Problem to Solve
This project implements a binary text classification system that distinguishes between spam and legitimate (ham) SMS messages using deep learning techniques. The challenge was to create a Long Short-Term Memory (LSTM) neural network using TensorFlow and Keras that correctly classifies SMS messages with high accuracy.
Spam detection is a critical problem in modern communication systems. Unlike traditional rule-based filters, deep learning models can learn complex patterns in text that distinguish spam from legitimate messages.
1. Dataset
The dataset consists of SMS messages labeled as either "spam" or "ham" (legitimate messages), organized into training and test sets in TSV format.
| Label | Message Text |
|---|---|
| ham | how are you doing today? |
| spam | sale today! to stop texts call 98912460324 |
| ham | i dont want to go. can we try it a different day? |
2. Preprocessing
Text data is preprocessed to convert raw messages into numerical representations that neural networks can process.

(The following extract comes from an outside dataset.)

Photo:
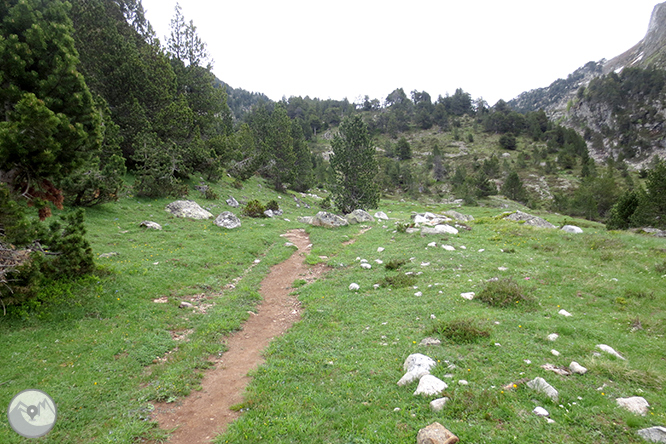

2.1 Tokenization and Padding
Messages are tokenized into sequences of integers and padded to a fixed length of 100 tokens:
tokenizer = Tokenizer(num_words=5000, oov_token='')
tokenizer.fit_on_texts(train_x)
X_sequences = tokenizer.texts_to_sequences(train_x)
X_padded = pad_sequences(X_sequences, maxlen=100)
2.2 Label Encoding
Text labels are converted to numerical values: "ham" → 0, "spam" → 1.
3. Model Architecture
The model uses an LSTM neural network architecture designed to learn sequential patterns in text.
model = tf.keras.Sequential([
tf.keras.layers.Embedding(len(tokenizer.word_index) + 1, 32),
tf.keras.layers.LSTM(32),
tf.keras.layers.Dense(1, activation='sigmoid')
])
| Layer | Purpose |
|---|---|
| Embedding | Converts word indices to dense 32-dimensional vectors |
| LSTM | Learns sequential patterns and long-range dependencies |
| Dense (sigmoid) | Binary classification output (probability 0-1) |
4. Training and Results
The model was compiled with binary cross-entropy loss and RMSprop optimizer, then trained for 10 epochs.
model.compile(
loss='binary_crossentropy',
optimizer='rmsprop',
metrics=['acc']
)
history = model.fit(X_padded, train_y_encoded, epochs=10)
Results
5. Model Testing
The model was tested with various messages to verify its functionality:
"how are you doing today"
"sale today! to stop texts call 98912460324"
"you have won £1000 cash! call to claim your prize."
Key Concepts
LSTM Networks
Long Short-Term Memory networks are specialized RNNs that can learn long-range dependencies in sequential data.
Word Embeddings
Dense vector representations of words that capture semantic meaning and relationships.
Text Preprocessing
Converting raw text into numerical sequences through tokenization and padding.